Intellectual Property and the Environment

Strong IPR protection is vital for development, and is critical to responding to environmental challenges, including climate change. IPR protection is essential to facilitate access to today's technologies, and to promote tomorrow's innovation. IPR provides incentives to invest in green technologies, and can promote economic growth and create jobs in the green technology sector. Without such incentives, businesses are reluctant to invest or enter into technology transfer arrangements in countries that lack effective IPR protection and enforcement. IPR is also an important driver of university research in the green technology sector. In the absence of such technologies, society may be deprived of critical advances to meet environmental challenges, including the mitigation of, and adaptation to, climate change.

Certain national policies and practices advanced domestically and in multilateral fora may have the unintended effect of undermining national and global efforts to address serious environmental challenges. For example, India's National Manufacturing Policy promotes the compulsory licensing of patented technologies as a means of effectuating technology transfer with respect to green technologies. India has pressed to multilateralize this approach to green technologies through its proposals in the negotiations under the United Nations Framework Convention on Climate Change (UNFCCC). These actions will discourage rather than promote the investment in, and dissemination of, green technologies, including those technologies that contribute to climate change adaptation and mitigation.

The United States continues to work to ensure robust IP protection and enforcement, which gives inventors and creators the confidence to: engage in foreign direct investment, joint ventures, local partnerships, and licensing arrangements; collaborate with foreign counterparts; to open research facilities in markets abroad; establish local operations and work with local manufacturers and suppliers; create jobs, including local worker training; and invest in infrastructure for the production, adoption, and delivery of green technology goods and services, without fear of misappropriation of their IPR. Strong IPR protection is, therefore, not only critical to the objective of addressing environmental challenges and developing a global response to climate change, but to national economic growth. The United States promotes strong IPR protection and enforcement as an environmental as well as an economic imperative, providing critical developmental benefits for developing and least-developed countries in particular.

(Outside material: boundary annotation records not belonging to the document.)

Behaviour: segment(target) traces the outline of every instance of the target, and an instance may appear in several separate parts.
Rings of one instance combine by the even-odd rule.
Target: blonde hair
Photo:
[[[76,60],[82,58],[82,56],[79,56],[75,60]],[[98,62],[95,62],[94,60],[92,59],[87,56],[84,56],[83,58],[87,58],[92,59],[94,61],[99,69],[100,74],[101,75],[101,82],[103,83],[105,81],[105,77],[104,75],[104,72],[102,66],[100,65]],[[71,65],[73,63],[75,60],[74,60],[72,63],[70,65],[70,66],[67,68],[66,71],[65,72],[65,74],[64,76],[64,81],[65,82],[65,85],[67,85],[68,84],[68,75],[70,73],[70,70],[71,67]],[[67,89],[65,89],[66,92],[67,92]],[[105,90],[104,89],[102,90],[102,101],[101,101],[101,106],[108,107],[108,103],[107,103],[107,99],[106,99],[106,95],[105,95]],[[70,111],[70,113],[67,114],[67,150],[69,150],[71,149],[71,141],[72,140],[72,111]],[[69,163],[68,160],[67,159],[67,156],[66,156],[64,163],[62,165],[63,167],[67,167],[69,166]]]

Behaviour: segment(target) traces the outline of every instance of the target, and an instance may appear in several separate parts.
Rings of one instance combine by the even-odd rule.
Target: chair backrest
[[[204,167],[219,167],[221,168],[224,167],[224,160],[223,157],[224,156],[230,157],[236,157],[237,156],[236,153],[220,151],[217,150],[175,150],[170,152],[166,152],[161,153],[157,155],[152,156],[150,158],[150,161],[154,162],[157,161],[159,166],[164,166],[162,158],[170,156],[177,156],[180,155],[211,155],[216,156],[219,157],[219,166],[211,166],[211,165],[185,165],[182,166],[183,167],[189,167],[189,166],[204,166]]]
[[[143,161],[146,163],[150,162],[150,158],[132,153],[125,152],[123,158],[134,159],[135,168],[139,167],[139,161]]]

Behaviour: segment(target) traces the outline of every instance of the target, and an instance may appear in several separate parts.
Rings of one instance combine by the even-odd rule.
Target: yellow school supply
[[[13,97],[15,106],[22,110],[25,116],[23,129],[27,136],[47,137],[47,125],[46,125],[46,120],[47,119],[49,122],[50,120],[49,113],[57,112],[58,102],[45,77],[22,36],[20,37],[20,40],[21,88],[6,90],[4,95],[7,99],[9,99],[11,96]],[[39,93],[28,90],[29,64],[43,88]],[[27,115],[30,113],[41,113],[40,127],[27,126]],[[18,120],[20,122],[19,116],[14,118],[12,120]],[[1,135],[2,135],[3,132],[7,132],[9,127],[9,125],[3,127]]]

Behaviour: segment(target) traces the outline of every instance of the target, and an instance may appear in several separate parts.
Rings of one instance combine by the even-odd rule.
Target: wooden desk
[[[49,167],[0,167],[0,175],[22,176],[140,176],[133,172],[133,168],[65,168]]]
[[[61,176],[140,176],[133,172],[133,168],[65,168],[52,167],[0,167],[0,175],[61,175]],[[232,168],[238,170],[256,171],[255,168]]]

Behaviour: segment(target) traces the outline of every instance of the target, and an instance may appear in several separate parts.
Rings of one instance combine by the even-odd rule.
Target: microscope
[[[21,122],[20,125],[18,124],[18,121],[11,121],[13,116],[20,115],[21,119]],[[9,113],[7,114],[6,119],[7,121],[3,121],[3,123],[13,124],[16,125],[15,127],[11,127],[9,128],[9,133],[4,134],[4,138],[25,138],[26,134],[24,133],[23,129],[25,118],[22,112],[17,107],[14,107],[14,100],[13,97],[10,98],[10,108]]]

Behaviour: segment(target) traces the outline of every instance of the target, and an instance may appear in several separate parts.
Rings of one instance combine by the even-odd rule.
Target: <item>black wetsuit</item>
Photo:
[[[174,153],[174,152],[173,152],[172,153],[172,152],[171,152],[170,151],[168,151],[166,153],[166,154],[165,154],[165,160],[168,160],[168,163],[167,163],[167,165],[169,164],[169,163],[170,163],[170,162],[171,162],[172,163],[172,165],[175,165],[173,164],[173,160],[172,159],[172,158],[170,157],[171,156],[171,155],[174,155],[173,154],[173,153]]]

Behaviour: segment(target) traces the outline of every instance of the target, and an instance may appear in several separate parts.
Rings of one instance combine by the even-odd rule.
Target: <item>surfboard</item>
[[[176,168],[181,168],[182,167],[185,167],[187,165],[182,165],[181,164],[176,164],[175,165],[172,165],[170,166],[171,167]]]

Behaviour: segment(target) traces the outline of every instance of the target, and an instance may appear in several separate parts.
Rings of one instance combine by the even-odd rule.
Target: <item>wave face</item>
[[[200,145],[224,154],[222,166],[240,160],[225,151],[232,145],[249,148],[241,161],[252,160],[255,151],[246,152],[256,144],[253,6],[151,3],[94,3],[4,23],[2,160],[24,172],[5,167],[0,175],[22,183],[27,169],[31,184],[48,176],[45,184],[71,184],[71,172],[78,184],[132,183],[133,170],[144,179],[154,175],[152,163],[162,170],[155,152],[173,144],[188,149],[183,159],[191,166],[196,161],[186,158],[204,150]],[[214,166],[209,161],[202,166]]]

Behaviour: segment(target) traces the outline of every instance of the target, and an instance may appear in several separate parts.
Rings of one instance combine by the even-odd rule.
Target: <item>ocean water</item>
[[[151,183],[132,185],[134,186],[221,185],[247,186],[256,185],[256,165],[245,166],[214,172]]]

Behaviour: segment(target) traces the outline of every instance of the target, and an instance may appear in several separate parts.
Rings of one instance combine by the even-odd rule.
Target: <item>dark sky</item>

Trends in Trademark Counterfeiting and Copyright Piracy

The problems of trademark counterfeiting and copyright piracy continue on a global scale and involve mass production and sales of a vast array of fake goods, including counterfeit semiconductors, medicines, health care products, food and beverages, automobile parts, such as air bags, aircraft parts, apparel and footwear, toothpaste, toys, shampoos, razors, electronics, batteries, chemicals, sporting goods, motion pictures, and music.